Sentences that mention Megadeth often also mention Metallica, but the reverse doesn’t apply: sentences that mention Metallica almost never mention Megadeth. One is far more famous than the other, so the attraction only flows one way. Likewise, sentences that mention The Hidden Fortress also usually mention Star Wars, but sentences that involve Star Wars almost never mention The Hidden Fortress.

This same rule applies to early 20th century weird fiction author Algernon Blackwood. It’s hard to find anything about him that doesn’t immediately compare him to HP Lovecraft. Perhaps not the strangest comparison in the world: they wrote about the alien, the eldritch, the unknowable. And they were both masters at keeping unspeakable terrors offscreen while not leaving the reader feeling cheated.

But Blackwood was different to Lovecraft. He wrote more ghost stories. He could be playful and mischievous. But most of all, his stories sometimes had a sense of quiet, unpretentious realism, as though he was writing about things that really could happen. His real life fascination with sorcery and the occult shines through in his fiction.

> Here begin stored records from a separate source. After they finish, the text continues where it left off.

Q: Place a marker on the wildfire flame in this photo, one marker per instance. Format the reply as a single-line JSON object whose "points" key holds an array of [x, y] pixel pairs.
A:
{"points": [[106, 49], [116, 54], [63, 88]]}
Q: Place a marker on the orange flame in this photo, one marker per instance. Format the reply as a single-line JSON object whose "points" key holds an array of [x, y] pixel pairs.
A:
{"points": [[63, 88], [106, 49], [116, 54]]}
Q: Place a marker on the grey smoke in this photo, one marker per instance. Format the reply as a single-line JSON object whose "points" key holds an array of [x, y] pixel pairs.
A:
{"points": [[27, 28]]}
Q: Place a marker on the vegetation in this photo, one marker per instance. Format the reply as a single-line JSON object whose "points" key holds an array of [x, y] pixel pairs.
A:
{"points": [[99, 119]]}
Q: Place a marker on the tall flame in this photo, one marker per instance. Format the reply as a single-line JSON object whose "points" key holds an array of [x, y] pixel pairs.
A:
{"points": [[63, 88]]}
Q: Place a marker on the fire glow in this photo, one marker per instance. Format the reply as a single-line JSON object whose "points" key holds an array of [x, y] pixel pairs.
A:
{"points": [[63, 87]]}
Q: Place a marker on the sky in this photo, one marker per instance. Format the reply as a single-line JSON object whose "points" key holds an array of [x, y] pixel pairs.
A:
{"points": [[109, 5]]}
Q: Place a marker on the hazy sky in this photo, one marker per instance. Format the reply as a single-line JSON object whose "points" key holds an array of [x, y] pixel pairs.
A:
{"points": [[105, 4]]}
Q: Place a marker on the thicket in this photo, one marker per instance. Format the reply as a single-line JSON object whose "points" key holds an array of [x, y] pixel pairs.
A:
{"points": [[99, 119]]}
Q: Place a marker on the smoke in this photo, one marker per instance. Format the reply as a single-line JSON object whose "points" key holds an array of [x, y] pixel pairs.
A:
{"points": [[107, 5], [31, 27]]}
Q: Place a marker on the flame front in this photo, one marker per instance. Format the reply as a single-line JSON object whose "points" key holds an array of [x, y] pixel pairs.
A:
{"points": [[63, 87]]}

When man is pitted against monster, Blackwood takes the side of the monster.

This collection has nine of Blackwood’s tales. “The Wendigo” and “The Willows” are very famous stories about brushes with the unknown. “The Man the Trees Loved” is a curious, whimsical offering – more similar to Lord Dunsany than anything in Weird Tales. “An Episode in a Lodging House” is about a renter using an ancient spell to bring down the boundary between worlds.

But my favorite two stories are two of the lessor known ones. “The Man Who Found Out” is a brilliant wind-up and release about a secret that causes anyone who learns of it to kill themselves. And the horrific “The Insanity of Jones” is about someone who begins to suspect that his boss murdered him in a past life. Both of these stories are tight, lean, and spellbinding.

Blackwood’s writing has aged well, and he’s well worth reading for reasons other than the fact that HP Lovecraft liked him. There’s more complete volumes of Blackwood’s stories, but this has enough to give a good introduction to his work.